It was the desire of Jerry's heart to give up the
fatigues and exposures of stage-driving, and "keep store,"
but Mrs. Todd deemed it much better for him to be in the open
air than dealing out rum and molasses to a roystering crew.
This being her view of the case, it is unnecessary to state
that he went on driving the stage.
"Do you wear a flannel shirt, Jerry?" asked Pel Frost once.
"I don' know," he replied, "ask Mis' Todd; she keeps the books."
"Women-folks" (he used to say to a casual passenger), "like all
other animiles, has to be trained up before they're real good comp'ny.
You have to begin with 'em early, and begin as you mean to hold out.
When they once git in the habit of takin' the bit in their teeth and
runnin', it's too late for you to hold 'em in."
It was only to strangers that he aired his convictions
on the training of "womenfolks," though for that matter
he might safely have done it even at home; for everybody
in Limington knew that it would always have been too late
to begin with the Widder Bixby, since, like all the Stovers
of Scarboro, she had been born with the bit in her teeth.
Jerry had never done anything he wanted to since he had
married her, and he hadn't really wanted to do that.
He had been rather candid with her on this point (as candid
as a tender-hearted and obliging man can be with a woman who is
determined to marry him, and has two good reasons why she should
to every one of his why he shouldn't), and this may have been
the reason for her jealousy. Although by her superior force
she had overborne his visible reluctance, she, being a woman,
or at all events of the female gender, could never quite forget
that she had done the wooing.
Certainly his charms were not of the sort to tempt women from the strict
and narrow path, yet the fact remained that the Widder Bixby was jealous,
and more than one person in Limington was aware of it.
Pelatiah, otherwise "Pel" Frost, knew more about the matter than most
other folks, because he had unlimited time to devote to general culture.
Though not yet thirty years old, he was the laziest man in York County.

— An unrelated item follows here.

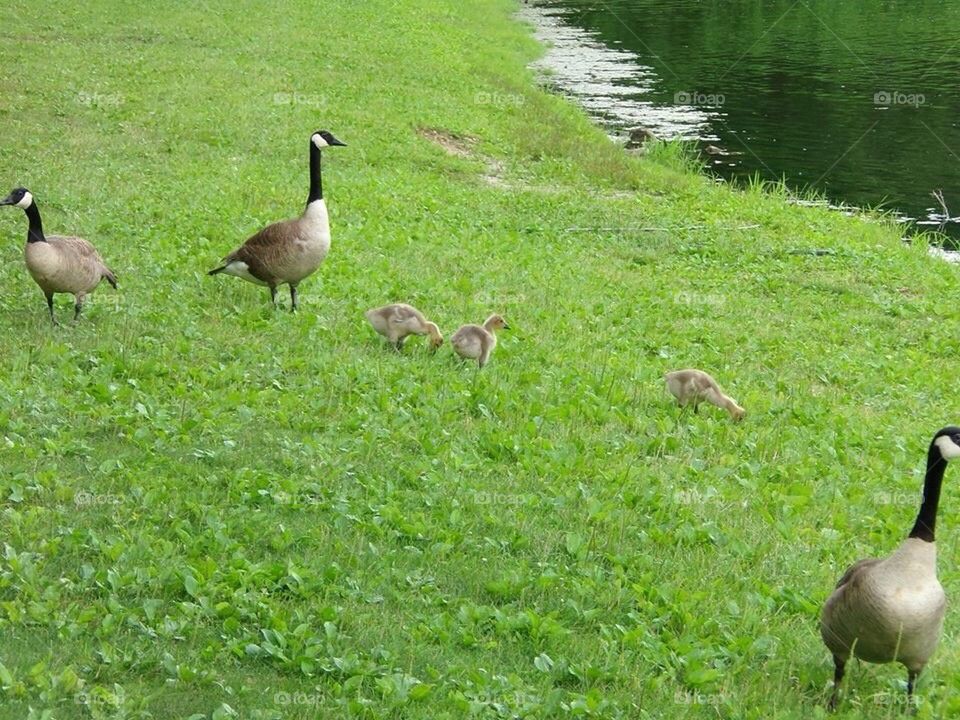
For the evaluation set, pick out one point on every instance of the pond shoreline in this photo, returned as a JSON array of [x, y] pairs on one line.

(Jabe Slocum had not then established his record; and Jot Bascom had ruined
his by cutting his hay before it was dead in the summer of '49, always alluded
to afterwards in Pleasant River as the year when gold was discovered
and Jot Bascom cut his hay.)
Pel was a general favorite in half a dozen villages,
where he was the life of the loafers' bench. An energetic
loafer can attend properly to one bench, but it takes
genius as well as assiduity to do justice to six of them.
His habits were decidedly convivial, and he spent a good deal
of time at the general musters, drinking and carousing with
the other ne'er-do-weels. You may be sure he was no favorite
of Mrs. Todd's; and she represented to him all that is most
undesirable in womankind, his taste running decidedly to rosy,
smiling, easy-going ones who had no regular hours for meals,
but could have a dinner on the table any time in fifteen
minutes after you got there.
Now, a certain lady with a noticeable green frock and a white
"drawn-in" cape bonnet had graced the Midnight Cry on its journey
from Limington to Saco on three occasions during the month of July.
Report said that she was a stranger who had appeared at the post-office
in a wagon driven by a small, freckled boy.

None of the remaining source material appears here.